Category	KLUE-NLI Natural Language Inference	KorQuAD Machine Reading Comprehension
Evaluation method	Accuracy	Accuracy regression rate
BERT base	73.30%	90.02%
KoBERT (SKT)	79.53%	71.36%
KoBERT (ETRI)	80.56%	82.00%
KPF BERT	87.67%	94.95%

Fig. 3. Number of monthly collected articles by keyword.

Fig. 4. Keyword extraction using KeyBERT.

Fig. 5. Process of BERT-based similarity analysis.

The article is encoded into a fixed-length vector representation capturing semantic meaning using a pretrained BERT model. Subsequently, keywords and n-grams are extracted from the document. A bag-of-words (BOW) approach represents the text based only on word frequencies ignoring word order. N-grams divide the text into continuous word or character sequences of length N during document and sentence analysis. Next, cosine similarity between vectors identifies the most similar keywords. Finally, the words and phrases most representative of the full document are extracted.

Given keywords, we performed LDA topic modeling on keywords extracted from articles published before and after the announcement of national defense innovation 4.0. We set 10 topics as the optimal number to avoid excessive topic overlap. The inferred topics were visualized using the pyLDAvis ^[19] and genism library ^[18] to visualize inter-topic distances and representative keywords in a coherent manner.

To optimize LDA model performance, hyperparameters including the number of iterations and topics were tuned. Appropriately determining the topic quantity is critical. Comparing models with 10 and 11 topics revealed substantially higher topic overlap and closer topic proximity with 11 topics. This made interpreting distinct characteristics within each topic difficult. Hence, 10 topics was deemed optimal. Fig. 6 shows visualization results on one year of news articles before (top) and after (bottom) presenting national tasks, demonstrating the impact of selecting 10 versus 11 topics.

Fig. 6. Visualization results according to the change in the number of topics ($\pmb{10 \rightarrow 11}$) before (top) and after (bottom) the announcement of national affairs.

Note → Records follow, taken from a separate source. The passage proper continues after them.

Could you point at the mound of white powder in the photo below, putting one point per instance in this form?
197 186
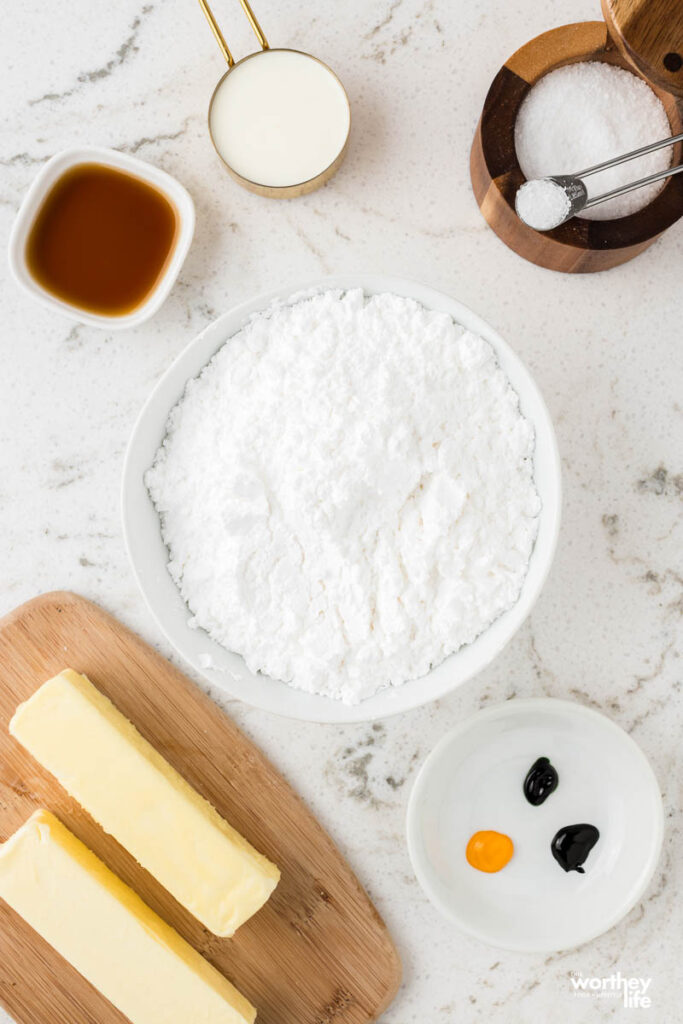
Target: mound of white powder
346 493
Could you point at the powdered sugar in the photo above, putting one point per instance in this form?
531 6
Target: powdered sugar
346 493
542 204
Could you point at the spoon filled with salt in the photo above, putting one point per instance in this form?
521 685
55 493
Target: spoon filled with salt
547 203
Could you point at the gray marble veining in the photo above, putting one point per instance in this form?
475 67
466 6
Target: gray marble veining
605 350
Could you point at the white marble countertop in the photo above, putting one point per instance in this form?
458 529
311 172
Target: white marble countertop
605 350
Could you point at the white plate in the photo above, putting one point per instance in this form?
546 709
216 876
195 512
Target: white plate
473 779
148 555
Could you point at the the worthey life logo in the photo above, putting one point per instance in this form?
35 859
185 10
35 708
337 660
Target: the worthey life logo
633 991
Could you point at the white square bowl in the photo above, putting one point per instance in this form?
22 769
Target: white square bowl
43 182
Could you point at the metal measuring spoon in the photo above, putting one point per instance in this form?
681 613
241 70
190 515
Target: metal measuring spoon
567 196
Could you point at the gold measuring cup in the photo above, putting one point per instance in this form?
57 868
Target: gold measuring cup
278 190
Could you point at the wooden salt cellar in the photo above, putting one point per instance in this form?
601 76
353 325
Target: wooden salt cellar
642 36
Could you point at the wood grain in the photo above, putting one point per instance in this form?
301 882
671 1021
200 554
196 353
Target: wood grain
316 953
580 246
649 34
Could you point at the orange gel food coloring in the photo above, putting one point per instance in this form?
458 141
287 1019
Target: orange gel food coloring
489 851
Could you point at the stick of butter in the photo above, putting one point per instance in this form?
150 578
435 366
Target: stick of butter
104 930
128 787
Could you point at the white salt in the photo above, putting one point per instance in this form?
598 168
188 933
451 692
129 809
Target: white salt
542 204
347 493
584 114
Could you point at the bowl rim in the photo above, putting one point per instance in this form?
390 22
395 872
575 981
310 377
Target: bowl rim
143 543
51 171
519 706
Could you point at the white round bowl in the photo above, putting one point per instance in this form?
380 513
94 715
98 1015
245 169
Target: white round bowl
148 555
472 780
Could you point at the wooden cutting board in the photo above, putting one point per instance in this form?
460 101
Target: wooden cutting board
316 953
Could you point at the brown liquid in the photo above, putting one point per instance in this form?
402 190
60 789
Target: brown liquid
101 240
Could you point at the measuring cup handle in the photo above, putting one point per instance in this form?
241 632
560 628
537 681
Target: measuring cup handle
256 28
220 39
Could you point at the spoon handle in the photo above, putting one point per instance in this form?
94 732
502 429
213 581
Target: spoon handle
220 39
662 144
224 49
667 173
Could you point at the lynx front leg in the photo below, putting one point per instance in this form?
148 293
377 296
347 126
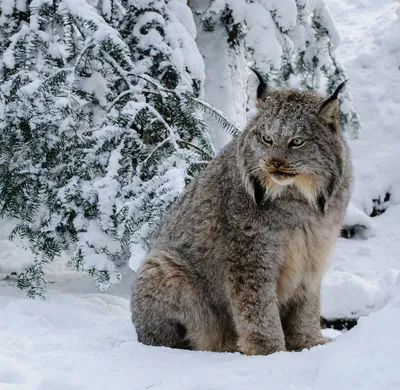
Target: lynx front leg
301 321
254 303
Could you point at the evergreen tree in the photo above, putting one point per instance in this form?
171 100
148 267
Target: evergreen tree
97 140
291 42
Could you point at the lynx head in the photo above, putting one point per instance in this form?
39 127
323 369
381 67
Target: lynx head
293 143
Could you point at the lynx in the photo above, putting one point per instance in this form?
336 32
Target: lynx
238 262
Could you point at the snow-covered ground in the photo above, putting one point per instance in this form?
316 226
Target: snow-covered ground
80 339
71 342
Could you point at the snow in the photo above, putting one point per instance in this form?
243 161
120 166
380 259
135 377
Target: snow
76 342
80 339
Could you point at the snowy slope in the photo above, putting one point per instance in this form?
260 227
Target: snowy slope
78 339
363 272
71 342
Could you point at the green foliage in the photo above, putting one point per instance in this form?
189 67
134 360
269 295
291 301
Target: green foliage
100 131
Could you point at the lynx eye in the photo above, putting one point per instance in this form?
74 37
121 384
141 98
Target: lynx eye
266 139
296 142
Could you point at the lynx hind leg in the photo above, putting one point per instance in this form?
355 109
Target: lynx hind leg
169 310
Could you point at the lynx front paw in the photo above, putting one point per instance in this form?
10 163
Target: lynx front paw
257 344
299 343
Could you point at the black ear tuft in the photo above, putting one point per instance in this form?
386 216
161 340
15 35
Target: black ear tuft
338 89
262 86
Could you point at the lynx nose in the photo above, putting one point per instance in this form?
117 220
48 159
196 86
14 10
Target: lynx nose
276 163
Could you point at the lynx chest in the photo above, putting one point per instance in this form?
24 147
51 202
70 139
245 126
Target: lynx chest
307 250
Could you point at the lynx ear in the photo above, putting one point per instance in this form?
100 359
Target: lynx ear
329 110
262 86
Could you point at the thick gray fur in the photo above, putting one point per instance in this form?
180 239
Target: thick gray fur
237 264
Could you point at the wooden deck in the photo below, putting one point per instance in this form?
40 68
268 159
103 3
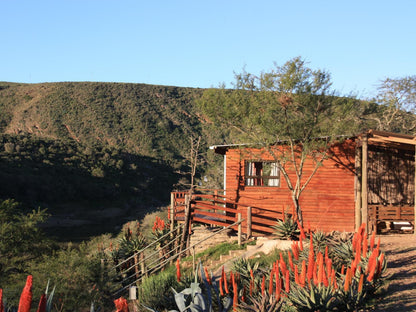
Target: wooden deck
213 208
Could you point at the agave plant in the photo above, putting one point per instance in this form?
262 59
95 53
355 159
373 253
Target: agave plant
265 303
286 228
313 298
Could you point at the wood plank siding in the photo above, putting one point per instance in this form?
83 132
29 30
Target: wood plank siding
328 202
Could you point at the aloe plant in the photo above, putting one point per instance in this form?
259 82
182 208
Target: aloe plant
286 229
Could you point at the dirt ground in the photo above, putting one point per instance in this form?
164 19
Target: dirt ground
400 250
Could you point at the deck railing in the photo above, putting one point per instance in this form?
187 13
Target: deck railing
212 207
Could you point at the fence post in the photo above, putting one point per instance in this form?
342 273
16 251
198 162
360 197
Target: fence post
248 222
239 229
172 211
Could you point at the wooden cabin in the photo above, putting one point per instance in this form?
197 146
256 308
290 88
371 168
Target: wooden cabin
366 178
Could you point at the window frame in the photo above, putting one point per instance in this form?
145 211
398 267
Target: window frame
257 178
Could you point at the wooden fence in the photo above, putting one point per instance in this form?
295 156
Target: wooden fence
211 207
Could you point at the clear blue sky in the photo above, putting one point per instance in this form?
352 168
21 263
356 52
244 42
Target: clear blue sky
199 43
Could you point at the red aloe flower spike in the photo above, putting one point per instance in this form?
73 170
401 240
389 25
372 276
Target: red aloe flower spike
225 282
372 239
235 292
301 244
283 214
178 271
207 276
296 273
121 305
303 274
278 287
289 256
220 284
347 280
243 297
380 264
1 300
295 250
320 265
26 296
365 246
282 263
360 283
333 279
42 304
329 267
302 231
325 278
287 282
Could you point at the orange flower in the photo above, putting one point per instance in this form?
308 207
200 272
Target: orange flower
302 231
360 283
271 282
1 300
221 289
225 281
42 304
287 282
26 296
178 270
295 250
347 281
289 255
207 276
121 305
303 274
278 286
372 239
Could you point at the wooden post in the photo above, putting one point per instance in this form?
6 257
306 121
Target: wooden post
239 229
248 222
172 212
364 182
357 182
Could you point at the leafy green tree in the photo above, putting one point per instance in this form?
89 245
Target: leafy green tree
397 100
291 104
21 239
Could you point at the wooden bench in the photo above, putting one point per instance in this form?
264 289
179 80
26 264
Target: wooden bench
388 214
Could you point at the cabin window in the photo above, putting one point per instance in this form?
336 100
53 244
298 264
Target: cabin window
260 173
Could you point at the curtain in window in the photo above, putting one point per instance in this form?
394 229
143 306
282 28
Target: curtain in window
275 174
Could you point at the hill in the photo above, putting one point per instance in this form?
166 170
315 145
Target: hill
99 154
90 152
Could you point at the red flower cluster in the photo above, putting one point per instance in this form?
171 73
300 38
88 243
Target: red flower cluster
121 305
158 225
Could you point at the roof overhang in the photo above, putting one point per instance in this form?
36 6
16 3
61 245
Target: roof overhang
379 138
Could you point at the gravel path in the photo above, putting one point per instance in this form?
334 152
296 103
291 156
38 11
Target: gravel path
400 251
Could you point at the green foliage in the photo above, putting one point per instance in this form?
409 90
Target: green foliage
286 229
155 291
313 298
21 239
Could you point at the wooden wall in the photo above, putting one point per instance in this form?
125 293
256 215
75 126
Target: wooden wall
327 203
391 176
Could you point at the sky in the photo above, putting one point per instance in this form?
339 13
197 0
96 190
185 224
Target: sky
203 44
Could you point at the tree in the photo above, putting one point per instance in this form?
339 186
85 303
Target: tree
291 105
397 100
21 238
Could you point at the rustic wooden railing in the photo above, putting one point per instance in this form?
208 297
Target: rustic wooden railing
389 213
212 207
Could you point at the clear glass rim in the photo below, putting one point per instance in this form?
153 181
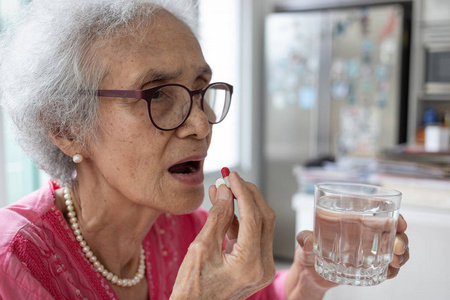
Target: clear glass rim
383 192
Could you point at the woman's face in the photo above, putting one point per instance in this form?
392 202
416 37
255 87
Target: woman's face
159 169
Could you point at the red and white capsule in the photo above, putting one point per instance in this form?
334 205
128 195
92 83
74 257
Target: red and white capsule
224 179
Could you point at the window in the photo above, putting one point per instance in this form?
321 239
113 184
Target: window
219 38
18 175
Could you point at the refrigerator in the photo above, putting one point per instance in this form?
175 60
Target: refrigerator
336 85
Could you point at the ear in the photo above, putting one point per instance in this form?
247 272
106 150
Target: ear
68 146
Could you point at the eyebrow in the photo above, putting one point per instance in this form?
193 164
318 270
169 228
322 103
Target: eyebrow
158 75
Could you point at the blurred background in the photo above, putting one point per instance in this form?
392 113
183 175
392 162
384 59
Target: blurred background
325 90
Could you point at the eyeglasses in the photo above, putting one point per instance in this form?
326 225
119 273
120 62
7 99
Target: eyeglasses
169 105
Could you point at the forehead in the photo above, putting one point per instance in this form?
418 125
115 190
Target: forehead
163 45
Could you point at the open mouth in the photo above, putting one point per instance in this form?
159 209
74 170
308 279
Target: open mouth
188 167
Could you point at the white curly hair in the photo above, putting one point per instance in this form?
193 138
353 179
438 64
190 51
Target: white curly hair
46 60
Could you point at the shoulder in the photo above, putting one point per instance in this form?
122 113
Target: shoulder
20 225
23 214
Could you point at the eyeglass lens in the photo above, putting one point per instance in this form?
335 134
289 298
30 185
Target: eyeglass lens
170 105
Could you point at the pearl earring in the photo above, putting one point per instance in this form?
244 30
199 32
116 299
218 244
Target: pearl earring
77 158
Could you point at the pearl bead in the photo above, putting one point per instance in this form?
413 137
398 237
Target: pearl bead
90 255
77 158
114 279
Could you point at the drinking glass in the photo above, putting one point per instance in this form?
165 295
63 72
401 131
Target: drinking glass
354 232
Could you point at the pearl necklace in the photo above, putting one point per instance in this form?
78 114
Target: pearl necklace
111 277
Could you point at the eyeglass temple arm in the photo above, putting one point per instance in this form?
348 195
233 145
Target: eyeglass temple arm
120 93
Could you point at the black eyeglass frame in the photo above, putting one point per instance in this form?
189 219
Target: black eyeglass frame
148 94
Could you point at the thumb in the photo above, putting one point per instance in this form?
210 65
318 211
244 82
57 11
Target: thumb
219 218
305 249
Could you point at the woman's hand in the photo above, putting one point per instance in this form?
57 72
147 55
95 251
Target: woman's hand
246 266
304 283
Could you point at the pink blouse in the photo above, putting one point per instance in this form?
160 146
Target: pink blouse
40 258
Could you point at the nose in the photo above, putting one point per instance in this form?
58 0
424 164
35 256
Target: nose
197 123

3.3. BERT-based Similarity Analysis

The extracted topics are utilized for similarity analysis to examine the effects of Defense Innovation 4.0 on the news article topics. We employed the RoBERTa ^[13] model to conduct similarity analysis. RoBERTa is a model based on BERT but enhanced with a larger dataset, model size, and longer training duration. The process of conducting similarity analysis experiments is illustrated in Fig. 6.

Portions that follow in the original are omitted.